Conforme tradição inaugurada pelo governo Lula (PT) e mantida por Dilma Rousseff (PT), para garantir a autonomia da PGR, o presidente indica o nome mais votado entre os colegas do Ministério Público.
Segundo informações publicadas pelo jornal Folha de S. Paulo em abril, Michel Temer (PMDB) estuda romper com essa tradição para se proteger de denúncias de corrupção. Mais ou menos como acontecia há 20 anos.
Autonomia em jogo
Antes dos governos PT “despolitizarem” a escolha do comandante da PGR, os presidentes da República baseavam a escolha em critérios não-técnicos, como a amizade e a confiança. O caso mais emblemático foi o de Geraldo Brindeiro: nomeado por Fernando Henrique Cardoso (PSDB) em 1995, ele recebeu o apelido de “engavetador-geral da República” por não levar adiante investigações que pudessem atingir o então presidente tucano.
Dos 626 inquéritos criminais que chegaram até Brindeiro, apenas 60 denúncias foram aceitas – menos de 10%. Uma das denúncias engavetadas por ele, por exemplo, dizia respeito à compra de votos para aprovação da emenda que permitiu a reeleição de FHC. Geraldo Brindeiro tem 68 anos e é primo de Marco Maciel, vice-presidente no governo Fernando Henrique Cardoso.
Nomeado pela ex-presidenta Dilma, Rodrigo Janot ocupou o cargo entre 2013 e 2015 e foi indicado para mais dois anos de mandato. A fama que o persegue é oposta à de Brindeiro: em um mesmo dia, 14 de março de 2017, Janot encaminhou 83 inquéritos ao Supremo Tribunal Federal (STF) contra parlamentares e ministros do governo Temer. Ele também é conhecido por responder com veemência qualquer crítica aos abusos cometidos no âmbito da operação Lava Jato.
Além de comandar a PGR, o sucessor de Rodrigo Janot será presidente do Conselho Nacional do Ministério Público até 2019. O mandato pode ser estendido até 2021, caso o futuro presidente da República concorde com a renovação.
Pista livre
No último dia 29 de maio, sete dos oito candidatos à PGR se reuniram em São Paulo para o primeiro debate da campanha, organizado pela Associação Nacional de Procuradores da República (ANPR). Perguntados sobre a operação Lava Jato, todos assumiram uma postura elogiosa e expressaram preocupação com qualquer tentativa de regular ou limitar as investigações.

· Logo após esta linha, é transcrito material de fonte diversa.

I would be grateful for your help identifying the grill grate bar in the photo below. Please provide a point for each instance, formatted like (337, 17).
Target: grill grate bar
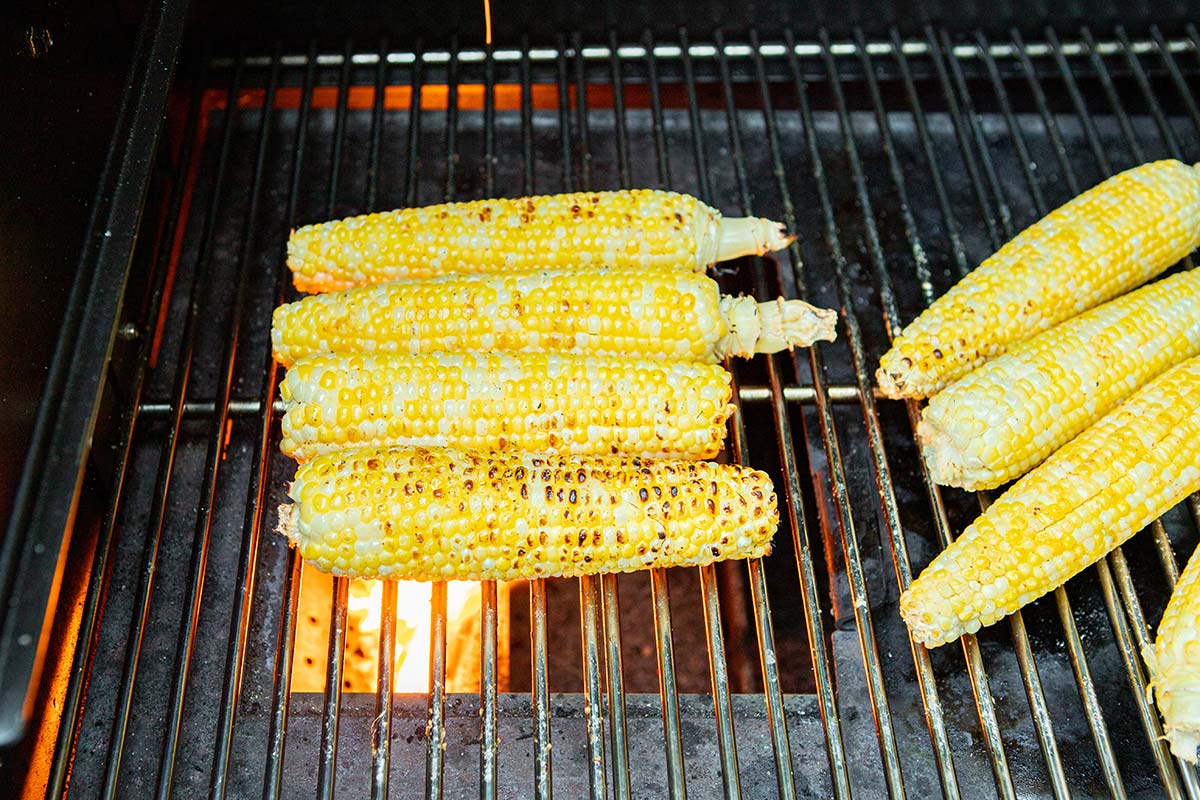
(490, 618)
(1129, 655)
(150, 551)
(660, 590)
(335, 666)
(718, 663)
(928, 686)
(335, 661)
(977, 674)
(381, 732)
(747, 394)
(435, 756)
(277, 732)
(202, 535)
(1030, 675)
(1074, 645)
(797, 517)
(539, 645)
(279, 726)
(541, 741)
(101, 569)
(856, 577)
(760, 601)
(591, 617)
(609, 597)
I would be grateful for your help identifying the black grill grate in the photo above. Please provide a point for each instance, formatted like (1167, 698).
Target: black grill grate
(900, 163)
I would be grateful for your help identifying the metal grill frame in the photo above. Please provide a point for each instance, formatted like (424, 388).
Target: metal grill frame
(791, 379)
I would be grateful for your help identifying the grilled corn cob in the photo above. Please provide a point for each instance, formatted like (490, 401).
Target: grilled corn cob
(1175, 663)
(1009, 414)
(649, 313)
(439, 513)
(631, 228)
(1111, 238)
(529, 401)
(1089, 497)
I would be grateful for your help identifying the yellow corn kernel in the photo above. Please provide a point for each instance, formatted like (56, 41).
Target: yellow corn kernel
(442, 513)
(659, 314)
(629, 228)
(1175, 665)
(1087, 498)
(1008, 415)
(1109, 239)
(529, 401)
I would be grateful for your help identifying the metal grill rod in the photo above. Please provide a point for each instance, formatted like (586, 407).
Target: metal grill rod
(73, 703)
(760, 601)
(335, 660)
(589, 615)
(252, 525)
(829, 717)
(277, 731)
(435, 757)
(829, 441)
(708, 52)
(1074, 647)
(977, 674)
(539, 649)
(166, 467)
(1121, 629)
(718, 665)
(381, 732)
(1187, 773)
(609, 597)
(202, 535)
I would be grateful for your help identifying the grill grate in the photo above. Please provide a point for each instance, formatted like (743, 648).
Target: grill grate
(900, 162)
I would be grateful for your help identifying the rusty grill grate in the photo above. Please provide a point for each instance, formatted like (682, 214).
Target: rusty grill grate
(900, 162)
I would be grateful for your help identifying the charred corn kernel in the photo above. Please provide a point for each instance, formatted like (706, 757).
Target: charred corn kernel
(1009, 414)
(1175, 665)
(439, 513)
(1111, 238)
(531, 401)
(659, 314)
(1089, 497)
(631, 228)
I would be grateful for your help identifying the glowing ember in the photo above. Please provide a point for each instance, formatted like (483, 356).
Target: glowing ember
(364, 620)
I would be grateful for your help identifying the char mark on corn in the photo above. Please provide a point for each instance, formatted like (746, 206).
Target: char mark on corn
(1109, 239)
(443, 513)
(523, 401)
(1084, 500)
(643, 228)
(1008, 415)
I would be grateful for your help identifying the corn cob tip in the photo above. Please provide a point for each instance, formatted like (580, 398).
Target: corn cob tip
(1182, 727)
(945, 459)
(750, 236)
(931, 629)
(287, 525)
(773, 325)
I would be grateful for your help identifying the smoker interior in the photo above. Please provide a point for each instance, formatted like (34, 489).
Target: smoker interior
(900, 162)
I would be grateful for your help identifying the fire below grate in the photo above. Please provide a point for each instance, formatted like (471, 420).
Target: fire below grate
(901, 163)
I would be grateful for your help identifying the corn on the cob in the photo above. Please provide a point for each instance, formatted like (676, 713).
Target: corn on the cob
(1009, 414)
(631, 228)
(441, 513)
(1111, 238)
(1087, 498)
(651, 313)
(1175, 663)
(529, 401)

A curitibana Ela Wiecko Volkmer de Castilho foi a única que não compareceu ao debate, e é uma das poucas vozes destoantes. Embora evite críticas explícitas à Lava Jato, ela costuma ressaltar a necessidade de se respeitar a Constituição Federal na condução das investigações.

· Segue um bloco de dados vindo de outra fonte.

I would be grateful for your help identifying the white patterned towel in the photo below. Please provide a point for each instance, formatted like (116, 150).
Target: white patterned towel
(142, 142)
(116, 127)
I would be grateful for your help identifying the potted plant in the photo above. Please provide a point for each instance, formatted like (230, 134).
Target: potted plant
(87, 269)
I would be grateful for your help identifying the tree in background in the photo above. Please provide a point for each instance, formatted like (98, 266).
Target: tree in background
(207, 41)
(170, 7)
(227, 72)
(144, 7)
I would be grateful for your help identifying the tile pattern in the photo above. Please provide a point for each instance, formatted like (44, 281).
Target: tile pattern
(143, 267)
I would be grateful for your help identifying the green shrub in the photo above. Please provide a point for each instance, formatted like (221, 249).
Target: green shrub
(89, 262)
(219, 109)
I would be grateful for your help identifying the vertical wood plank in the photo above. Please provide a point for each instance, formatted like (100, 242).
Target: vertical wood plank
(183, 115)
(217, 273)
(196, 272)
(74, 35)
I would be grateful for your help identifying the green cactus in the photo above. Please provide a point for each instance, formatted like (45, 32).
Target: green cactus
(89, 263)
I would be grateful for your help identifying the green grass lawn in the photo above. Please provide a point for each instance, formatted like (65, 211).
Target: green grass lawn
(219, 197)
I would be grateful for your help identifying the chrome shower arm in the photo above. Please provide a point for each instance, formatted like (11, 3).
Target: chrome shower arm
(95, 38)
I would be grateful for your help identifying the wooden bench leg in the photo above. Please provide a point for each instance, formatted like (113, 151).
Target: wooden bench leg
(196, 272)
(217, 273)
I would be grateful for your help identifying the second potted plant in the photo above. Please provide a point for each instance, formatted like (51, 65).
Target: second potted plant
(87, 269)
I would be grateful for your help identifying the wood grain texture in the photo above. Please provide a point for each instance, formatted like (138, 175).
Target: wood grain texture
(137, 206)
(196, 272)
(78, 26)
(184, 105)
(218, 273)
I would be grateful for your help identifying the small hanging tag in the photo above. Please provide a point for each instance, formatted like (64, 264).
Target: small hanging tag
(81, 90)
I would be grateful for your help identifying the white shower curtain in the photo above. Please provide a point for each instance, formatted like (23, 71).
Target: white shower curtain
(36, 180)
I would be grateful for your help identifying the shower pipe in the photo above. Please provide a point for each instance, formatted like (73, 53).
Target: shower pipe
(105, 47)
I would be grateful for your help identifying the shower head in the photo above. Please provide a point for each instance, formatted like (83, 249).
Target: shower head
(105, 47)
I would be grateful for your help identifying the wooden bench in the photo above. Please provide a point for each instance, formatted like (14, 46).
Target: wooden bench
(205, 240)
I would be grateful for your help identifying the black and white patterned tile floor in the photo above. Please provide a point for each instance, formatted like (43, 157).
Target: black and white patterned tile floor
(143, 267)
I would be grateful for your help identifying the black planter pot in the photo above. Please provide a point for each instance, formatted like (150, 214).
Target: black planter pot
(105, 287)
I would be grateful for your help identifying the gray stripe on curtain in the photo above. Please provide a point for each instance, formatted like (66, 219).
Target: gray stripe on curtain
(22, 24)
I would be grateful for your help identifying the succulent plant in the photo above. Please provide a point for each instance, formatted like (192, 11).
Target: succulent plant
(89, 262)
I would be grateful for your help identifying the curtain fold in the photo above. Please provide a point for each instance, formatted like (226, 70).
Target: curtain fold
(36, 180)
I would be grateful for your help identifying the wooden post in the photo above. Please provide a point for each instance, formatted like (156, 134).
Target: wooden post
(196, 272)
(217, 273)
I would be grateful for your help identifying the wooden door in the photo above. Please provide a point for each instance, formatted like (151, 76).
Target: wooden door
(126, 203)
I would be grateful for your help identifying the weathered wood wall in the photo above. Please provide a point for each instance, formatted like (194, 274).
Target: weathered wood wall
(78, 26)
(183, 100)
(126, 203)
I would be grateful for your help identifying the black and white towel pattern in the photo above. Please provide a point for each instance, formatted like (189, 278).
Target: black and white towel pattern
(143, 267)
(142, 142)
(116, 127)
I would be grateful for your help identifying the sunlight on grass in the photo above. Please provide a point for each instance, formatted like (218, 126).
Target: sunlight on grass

Conheça o perfil dos oito subprocuradores-gerais que concorrem à vaga de Janot:
Nomeação pode mudar rumos da Lava Jato
A função do procurador-geral da República, segundo a Constituição Federal de 1988, é promover ações para denunciar ilegalidades cometidas por deputados federais, senadores, ministros, presidente e vice-presidente da República. Ele também pode propor ao STF intervenção em processos que tramitam em âmbito estadual, além de sugerir ao Superior Tribunal de Justiça (STJ) a federalização de crimes contra os direitos humanos.
O sucessor de Janot deverá ser consultado em todas as ações de inconstitucionalidade e em todos os processos que correm no âmbito do STF. Ou seja, ele entra em cena na maior parte dos processos da Lava Jato, quando a defesa dos condenados nas duas primeiras instâncias entra com recurso ou quando os réus têm foro privilegiado.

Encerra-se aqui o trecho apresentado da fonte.